C.V. Raman Pillai, popularly known as C.V., is classed with the greats in Indian literature like Bankim Chandra Chatterjee in Bengali and Hari Narayan Apte in Marathi. In the grand epic sweep of his great classics, Marthandavarma, Dharmaraja and Ramarajabahadur, he is in the class of the great Vyasa. In world literature, he ranks with Dostoevsky and Shakespeare.
Modern Malayalam drama traces its origins to C.V.’s works. His very first attempt at literary creation, was the first original play in Malayalam. Candramukheevilasam was written in 1884 and was staged for four days successively in 1887 at His Highness Maharaja’s College, Trivandrum. This was also the first staging of a play in Malayalam by educated amateur actors. In fact, original Malayalam drama in prose began with his eleven farces, nine of which were published. They set the tone and paved the way for the Kerala theatre that it is now.
Kerala’s folklore and Kathakali became an integral part of his literary metier. He drew out myriad forgotten episodes from his country’s history and the genius in him wove them into unforgettable epics.

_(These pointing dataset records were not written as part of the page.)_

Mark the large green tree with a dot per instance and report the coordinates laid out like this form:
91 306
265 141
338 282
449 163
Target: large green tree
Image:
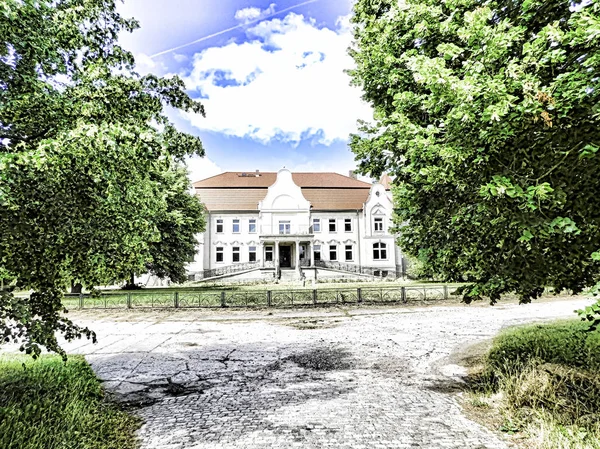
487 116
86 157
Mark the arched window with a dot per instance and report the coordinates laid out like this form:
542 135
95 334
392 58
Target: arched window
379 251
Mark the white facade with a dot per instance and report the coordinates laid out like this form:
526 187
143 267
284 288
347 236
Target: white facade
286 234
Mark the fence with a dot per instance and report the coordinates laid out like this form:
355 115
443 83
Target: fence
260 298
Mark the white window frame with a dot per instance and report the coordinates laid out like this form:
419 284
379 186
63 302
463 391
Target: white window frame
317 250
333 249
348 221
316 225
332 221
349 248
285 225
378 223
381 249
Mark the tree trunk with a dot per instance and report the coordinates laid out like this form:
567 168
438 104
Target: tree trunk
76 288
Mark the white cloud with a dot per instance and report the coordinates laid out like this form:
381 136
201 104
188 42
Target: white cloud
201 168
145 61
286 83
179 57
251 14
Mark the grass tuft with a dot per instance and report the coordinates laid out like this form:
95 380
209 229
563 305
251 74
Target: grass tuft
50 404
548 380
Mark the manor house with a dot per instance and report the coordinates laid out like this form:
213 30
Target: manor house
295 226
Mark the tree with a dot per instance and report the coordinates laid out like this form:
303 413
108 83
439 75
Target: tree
85 146
178 226
487 115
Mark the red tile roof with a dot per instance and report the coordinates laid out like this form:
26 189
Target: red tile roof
232 180
325 191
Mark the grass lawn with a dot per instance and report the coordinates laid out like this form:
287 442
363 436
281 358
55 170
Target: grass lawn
541 383
51 405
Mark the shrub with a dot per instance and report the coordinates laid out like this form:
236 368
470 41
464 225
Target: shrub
48 404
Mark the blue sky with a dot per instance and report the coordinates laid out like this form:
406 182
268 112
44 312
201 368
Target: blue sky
269 74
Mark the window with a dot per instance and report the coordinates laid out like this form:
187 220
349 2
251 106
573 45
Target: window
349 255
348 224
379 251
284 227
332 225
332 252
316 225
317 251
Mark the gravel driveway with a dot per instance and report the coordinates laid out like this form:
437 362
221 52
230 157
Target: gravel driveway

Marthandavarma, his first novel, called by him a “historical romance, which was also the first historical novel in Malayalam, was written by him in 1885 but could not be published owing to lack of finance. It was published by Addison & Co., in Madras in 1891 only after “Indulekha” by Chandu Menon was brought out in 1889 and became the first-ever original novel in Malayalam. Marthanda Varma, however, was an instant hit and editorially hailed by The Hindu of Madras, on 21 December 1891. It continues to be a popular classic even today and has gone through more than 125 editions.
For nearly twenty years from 1891, C.V. did not produce any major literary work. 1909 saw the production of his major comedy, Kurupillakalari. It was in 1913, a year after he resigned from the post of Superintendent of the Government Press, in protest against the State Government’s anti-people policies that he wrote his second novel, Dharmaraja, the first of a trilogy, that he conceived on an epic scale. The novel marked him out as a master craftsman in fiction. In 1915 he wrote a social novel, Premamritam which is the first satirical fiction in Malayalam. C.V.’s masterpiece, however, is Ramarajabahadur, published in 1918 and hailed by outstanding critics as the greatest novel in Malayalam.
A monumental lexicographic work, an exegetic dictionary of a single author’s literary works, first of its kind in any Indian language and perhaps in other world languages, has been accomplished with the publication of C. V. Vyaakhyaana Kosham in four volumes of 400-odd pages each, explaining, elucidating and interpreting in their contextual setting of all the more than seven hundred thousand words, of which a large number besides Malayalam are in Sanskrit, Tamil, Hindustani and English, used by C. V. in his four novels and nine published farces. This is also enriched by including brief critical and analytical studies of all the major and minor characters of C. V., numbering about 300.
Pillai was married to Bhageerathi Amma, who died in 1905, leaving behind six young children. In 1906 he married thirty-four year-old Janaki Amma who was his previous wife’s older sister. Janaki Amma had herself been widowed by well known artist, C. Raja Raja Varma who was the younger brother of famous artist, Raja Ravi Varma. Janaki Amma was well-versed in Malayalam epics, Ramayanam, Mahabharatham and Bhagavatham and also in the Puranas and folk lore. She inspired Pillai to write his later novels, Dharmaraja, Premamritham and Ramarajabahadur and also acted as his scribe.
C.V. Raman Pillai died on 21 March 1922. Chenkal Panchayat, which includes Arayoor, the village in which Pillai’s mother lived, due to the heartily expressed feelings of the people there, renamed the area C. V. R. Puram in 1970.